Senegal

25 may 2011   //   por Teresa Agudo   //   Archivado en: Blog, Viajes Espaciales  //  2 Comentarios

Hace unos años me adentré en la literatura africana, en especial novelas de escritoras de Nigeria, Ghana, Senegal, entre otros países, y me enamoré de Senegal, a través, fundamentalmente, de Mariama Bâ (1929-1981 Dakar –Senegal-) entre cuyas novelas se encuentra “Mi carta más larga” (1979), y de Fatou Diome (1968 Île de Niodior -Senegal-), que escribiera, entre otras muchas, “En un lugar del Atlántico”, cuyas lecturas recomiendo. Tanto fue así que programaba viajes a ese país constantemente, mas mis obligaciones me impedían realizarlo. Pero esta primavera mis deseos se hicieron realidad y hemos estado unos días en Senegal Teresa Alba y yo para encontrarnos con un grupo de mujeres que bien merecen le dediquemos nuestro apoyo, pues tienen sabiduría, trabajan incansablemente, pero ni una ni otro remedian sus enormes dificultades, no para llegar a fin de mes, sino para algo tan esencial como comer y habitar en una vivienda digna.

Las novelas de estas escritoras me proporcionaron un relato muy valioso de las mujeres africanas.

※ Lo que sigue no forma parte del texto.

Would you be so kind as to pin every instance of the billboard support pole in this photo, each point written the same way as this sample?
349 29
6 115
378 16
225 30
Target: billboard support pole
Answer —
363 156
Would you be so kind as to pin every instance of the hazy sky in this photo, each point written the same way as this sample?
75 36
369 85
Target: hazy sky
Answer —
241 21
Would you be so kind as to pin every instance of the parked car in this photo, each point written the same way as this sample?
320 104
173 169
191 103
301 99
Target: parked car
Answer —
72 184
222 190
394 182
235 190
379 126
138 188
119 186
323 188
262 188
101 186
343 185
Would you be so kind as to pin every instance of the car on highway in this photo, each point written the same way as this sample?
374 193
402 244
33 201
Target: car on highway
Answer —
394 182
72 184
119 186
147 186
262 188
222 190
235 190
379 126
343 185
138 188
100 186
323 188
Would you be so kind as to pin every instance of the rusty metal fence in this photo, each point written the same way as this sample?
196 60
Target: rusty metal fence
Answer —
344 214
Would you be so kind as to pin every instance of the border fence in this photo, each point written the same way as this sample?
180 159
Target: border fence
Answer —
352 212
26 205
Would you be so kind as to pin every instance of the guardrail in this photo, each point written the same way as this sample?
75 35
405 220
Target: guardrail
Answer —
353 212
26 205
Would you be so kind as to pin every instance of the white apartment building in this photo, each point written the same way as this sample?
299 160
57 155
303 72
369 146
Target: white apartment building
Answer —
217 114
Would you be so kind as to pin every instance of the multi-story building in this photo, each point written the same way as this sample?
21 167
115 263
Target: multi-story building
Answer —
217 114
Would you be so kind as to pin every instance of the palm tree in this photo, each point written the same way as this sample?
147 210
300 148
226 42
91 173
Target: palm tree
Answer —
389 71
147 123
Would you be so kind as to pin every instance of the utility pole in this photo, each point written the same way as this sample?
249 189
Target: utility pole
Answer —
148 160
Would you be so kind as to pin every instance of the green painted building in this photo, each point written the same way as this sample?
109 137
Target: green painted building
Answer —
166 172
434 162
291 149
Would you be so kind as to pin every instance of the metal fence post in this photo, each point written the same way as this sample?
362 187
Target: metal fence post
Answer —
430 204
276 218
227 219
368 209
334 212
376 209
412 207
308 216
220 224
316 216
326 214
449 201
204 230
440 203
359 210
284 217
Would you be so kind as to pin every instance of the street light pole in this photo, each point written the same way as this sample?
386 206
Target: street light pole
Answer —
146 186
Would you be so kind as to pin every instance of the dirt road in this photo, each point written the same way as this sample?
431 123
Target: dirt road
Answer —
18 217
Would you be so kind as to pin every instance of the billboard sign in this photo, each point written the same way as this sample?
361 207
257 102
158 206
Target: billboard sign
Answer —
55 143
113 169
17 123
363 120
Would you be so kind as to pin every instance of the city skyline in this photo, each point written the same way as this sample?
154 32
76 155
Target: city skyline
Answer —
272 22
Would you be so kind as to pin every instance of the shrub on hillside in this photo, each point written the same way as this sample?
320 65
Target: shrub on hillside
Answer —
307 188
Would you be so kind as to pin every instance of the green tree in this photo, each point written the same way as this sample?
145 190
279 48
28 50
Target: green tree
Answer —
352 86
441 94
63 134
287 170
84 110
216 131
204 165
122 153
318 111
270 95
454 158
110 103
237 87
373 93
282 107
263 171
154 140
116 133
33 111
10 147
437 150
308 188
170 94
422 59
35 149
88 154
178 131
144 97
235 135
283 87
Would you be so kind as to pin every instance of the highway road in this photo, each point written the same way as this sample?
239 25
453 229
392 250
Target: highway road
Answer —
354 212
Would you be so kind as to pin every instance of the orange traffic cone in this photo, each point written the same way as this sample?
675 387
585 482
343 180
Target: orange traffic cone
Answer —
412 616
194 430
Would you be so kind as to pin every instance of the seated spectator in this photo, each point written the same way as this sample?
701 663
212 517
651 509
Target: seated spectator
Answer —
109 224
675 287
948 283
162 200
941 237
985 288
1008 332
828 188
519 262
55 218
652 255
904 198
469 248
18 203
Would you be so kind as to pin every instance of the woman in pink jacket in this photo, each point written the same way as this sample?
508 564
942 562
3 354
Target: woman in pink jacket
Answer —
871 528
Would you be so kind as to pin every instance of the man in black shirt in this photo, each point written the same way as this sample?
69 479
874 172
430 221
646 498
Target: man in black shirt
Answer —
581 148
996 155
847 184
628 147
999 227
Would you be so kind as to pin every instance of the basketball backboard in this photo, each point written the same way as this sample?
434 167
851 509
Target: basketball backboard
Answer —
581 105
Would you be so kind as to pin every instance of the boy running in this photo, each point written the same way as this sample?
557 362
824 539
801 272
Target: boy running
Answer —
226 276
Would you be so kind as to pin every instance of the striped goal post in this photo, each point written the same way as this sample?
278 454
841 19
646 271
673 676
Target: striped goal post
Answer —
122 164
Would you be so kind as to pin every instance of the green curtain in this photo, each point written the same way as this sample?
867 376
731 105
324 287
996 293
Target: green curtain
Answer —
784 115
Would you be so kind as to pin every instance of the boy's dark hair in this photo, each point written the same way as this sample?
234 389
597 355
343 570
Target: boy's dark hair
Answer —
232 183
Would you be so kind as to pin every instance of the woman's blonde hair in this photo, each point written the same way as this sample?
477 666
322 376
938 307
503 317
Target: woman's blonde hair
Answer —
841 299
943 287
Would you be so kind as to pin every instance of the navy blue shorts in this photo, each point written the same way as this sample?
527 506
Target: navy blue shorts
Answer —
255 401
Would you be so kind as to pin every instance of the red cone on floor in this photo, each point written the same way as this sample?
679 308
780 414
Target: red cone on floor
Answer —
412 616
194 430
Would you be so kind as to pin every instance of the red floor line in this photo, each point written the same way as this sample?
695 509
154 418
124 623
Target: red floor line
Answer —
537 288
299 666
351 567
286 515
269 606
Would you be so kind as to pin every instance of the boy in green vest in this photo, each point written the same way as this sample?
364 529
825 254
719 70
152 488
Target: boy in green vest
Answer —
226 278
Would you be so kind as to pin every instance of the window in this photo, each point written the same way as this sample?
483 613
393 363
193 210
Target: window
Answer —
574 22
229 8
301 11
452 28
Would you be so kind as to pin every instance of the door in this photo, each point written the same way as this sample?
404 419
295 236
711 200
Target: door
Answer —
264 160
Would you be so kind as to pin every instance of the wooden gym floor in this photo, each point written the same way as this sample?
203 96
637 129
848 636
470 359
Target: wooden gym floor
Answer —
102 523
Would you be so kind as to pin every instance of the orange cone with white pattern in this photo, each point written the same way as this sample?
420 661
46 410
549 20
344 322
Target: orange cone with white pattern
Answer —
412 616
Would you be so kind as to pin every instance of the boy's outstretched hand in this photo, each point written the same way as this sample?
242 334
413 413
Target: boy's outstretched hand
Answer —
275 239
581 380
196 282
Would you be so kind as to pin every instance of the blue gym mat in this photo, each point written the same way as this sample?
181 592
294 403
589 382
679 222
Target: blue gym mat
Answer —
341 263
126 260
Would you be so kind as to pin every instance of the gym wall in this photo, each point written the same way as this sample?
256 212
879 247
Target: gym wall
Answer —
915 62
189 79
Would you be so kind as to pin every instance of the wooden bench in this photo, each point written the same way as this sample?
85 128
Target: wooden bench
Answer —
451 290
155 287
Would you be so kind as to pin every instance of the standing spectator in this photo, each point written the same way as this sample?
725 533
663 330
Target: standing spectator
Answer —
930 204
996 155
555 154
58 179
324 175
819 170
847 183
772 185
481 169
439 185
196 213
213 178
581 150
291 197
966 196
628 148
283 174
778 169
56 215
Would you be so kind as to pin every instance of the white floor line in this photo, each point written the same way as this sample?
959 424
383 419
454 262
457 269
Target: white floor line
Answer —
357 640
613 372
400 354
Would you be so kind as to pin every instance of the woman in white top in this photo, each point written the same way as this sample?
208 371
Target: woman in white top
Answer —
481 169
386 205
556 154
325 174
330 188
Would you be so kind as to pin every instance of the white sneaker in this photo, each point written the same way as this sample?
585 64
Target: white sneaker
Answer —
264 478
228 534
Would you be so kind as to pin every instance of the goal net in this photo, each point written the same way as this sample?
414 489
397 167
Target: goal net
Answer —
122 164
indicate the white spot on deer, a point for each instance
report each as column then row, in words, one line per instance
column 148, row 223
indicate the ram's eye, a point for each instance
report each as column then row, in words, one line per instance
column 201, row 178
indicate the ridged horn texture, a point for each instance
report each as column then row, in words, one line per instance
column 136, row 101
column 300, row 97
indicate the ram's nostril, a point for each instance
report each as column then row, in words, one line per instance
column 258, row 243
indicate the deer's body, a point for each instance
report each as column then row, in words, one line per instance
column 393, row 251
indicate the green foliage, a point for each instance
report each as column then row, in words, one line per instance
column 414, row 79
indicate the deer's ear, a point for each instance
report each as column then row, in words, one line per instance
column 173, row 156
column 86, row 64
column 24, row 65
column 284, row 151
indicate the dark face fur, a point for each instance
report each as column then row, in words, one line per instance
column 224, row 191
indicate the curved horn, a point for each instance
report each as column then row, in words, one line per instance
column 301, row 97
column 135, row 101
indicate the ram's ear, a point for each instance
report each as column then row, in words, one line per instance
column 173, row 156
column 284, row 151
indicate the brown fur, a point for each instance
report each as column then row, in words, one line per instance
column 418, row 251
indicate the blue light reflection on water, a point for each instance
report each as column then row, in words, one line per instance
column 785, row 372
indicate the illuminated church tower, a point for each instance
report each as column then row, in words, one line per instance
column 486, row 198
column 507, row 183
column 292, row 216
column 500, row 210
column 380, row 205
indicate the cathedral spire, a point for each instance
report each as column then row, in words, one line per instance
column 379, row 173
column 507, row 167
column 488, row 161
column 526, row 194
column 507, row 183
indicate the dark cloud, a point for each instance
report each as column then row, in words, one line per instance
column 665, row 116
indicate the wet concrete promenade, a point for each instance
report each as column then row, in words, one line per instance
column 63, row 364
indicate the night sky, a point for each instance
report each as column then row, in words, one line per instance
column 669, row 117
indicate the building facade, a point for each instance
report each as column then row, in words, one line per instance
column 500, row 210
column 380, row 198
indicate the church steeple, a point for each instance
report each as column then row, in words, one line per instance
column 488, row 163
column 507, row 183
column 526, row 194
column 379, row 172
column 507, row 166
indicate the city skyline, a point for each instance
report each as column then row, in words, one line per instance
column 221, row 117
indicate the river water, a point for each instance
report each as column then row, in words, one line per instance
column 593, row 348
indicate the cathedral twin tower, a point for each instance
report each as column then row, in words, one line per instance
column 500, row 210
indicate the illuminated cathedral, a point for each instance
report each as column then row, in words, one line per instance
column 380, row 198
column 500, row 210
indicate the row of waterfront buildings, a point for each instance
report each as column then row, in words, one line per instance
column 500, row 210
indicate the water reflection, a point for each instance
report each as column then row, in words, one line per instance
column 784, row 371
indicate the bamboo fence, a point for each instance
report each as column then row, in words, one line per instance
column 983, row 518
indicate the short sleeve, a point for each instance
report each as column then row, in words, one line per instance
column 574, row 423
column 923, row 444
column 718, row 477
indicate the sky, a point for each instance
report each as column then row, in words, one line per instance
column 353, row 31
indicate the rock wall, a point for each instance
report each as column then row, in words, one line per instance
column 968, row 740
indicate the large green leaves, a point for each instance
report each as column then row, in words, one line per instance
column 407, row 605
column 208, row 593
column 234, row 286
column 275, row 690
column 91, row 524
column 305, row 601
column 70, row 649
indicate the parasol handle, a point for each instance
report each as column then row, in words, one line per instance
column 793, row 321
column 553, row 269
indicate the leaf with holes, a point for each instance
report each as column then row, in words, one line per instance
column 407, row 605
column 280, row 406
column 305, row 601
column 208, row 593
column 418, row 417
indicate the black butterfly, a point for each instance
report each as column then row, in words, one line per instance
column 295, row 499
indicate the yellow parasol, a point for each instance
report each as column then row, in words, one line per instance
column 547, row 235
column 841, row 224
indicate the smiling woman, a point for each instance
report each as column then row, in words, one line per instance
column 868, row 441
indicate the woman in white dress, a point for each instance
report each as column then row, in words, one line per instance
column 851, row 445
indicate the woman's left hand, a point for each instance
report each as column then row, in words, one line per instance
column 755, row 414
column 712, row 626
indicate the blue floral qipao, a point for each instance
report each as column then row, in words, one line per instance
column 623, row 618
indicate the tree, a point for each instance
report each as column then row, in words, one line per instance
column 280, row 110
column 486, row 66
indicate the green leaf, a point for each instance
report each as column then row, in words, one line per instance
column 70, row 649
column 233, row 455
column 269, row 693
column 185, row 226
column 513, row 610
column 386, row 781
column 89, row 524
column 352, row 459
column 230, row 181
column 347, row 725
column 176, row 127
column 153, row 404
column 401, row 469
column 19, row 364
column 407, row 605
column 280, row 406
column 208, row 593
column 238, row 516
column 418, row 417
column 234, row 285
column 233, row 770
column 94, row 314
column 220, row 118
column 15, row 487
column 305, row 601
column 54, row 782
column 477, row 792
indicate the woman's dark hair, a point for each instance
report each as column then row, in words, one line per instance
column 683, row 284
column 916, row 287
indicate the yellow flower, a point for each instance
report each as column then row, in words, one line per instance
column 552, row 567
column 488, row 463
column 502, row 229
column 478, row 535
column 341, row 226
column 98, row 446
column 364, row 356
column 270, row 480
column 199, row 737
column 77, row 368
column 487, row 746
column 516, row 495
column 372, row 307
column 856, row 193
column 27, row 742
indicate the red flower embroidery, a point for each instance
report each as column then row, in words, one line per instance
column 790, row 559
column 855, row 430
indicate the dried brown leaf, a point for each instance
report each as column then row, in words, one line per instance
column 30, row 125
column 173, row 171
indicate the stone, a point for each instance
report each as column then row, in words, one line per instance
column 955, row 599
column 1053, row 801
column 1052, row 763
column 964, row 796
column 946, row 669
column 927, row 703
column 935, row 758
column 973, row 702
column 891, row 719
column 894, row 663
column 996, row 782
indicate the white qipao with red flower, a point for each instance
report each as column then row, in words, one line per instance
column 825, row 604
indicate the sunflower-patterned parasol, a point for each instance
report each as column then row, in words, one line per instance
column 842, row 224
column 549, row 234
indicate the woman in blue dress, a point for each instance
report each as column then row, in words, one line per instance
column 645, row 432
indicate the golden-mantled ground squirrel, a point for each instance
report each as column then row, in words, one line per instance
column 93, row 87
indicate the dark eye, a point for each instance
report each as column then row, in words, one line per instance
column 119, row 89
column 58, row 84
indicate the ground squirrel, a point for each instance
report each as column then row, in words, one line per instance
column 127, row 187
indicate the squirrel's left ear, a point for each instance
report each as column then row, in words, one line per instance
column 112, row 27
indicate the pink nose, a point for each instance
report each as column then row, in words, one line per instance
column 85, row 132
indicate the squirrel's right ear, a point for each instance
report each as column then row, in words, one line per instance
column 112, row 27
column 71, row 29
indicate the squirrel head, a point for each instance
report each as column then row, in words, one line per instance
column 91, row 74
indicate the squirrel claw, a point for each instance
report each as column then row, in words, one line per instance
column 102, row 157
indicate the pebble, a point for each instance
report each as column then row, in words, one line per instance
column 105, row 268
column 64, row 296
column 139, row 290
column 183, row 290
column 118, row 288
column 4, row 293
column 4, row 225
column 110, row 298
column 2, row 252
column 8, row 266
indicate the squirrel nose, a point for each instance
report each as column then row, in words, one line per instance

Eran, son, historias de vida, algunas veces, o, en parte, autobiográficas, o autobiografías ficticias, que analizan, con una mirada crítica, en ocasiones extremadamente dura, la realidad sobre la emigración, de la aldea a la gran ciudad, de su país a Europa o EEUU, incluso el exilio en su propia tierra, y promueven una interesante reflexión sobre las sociedades africanas en torno a temas como la poligamia, la prostitución, la maternidad, la educación, la formación…, referencias que he podido constatar en vivo y en directo.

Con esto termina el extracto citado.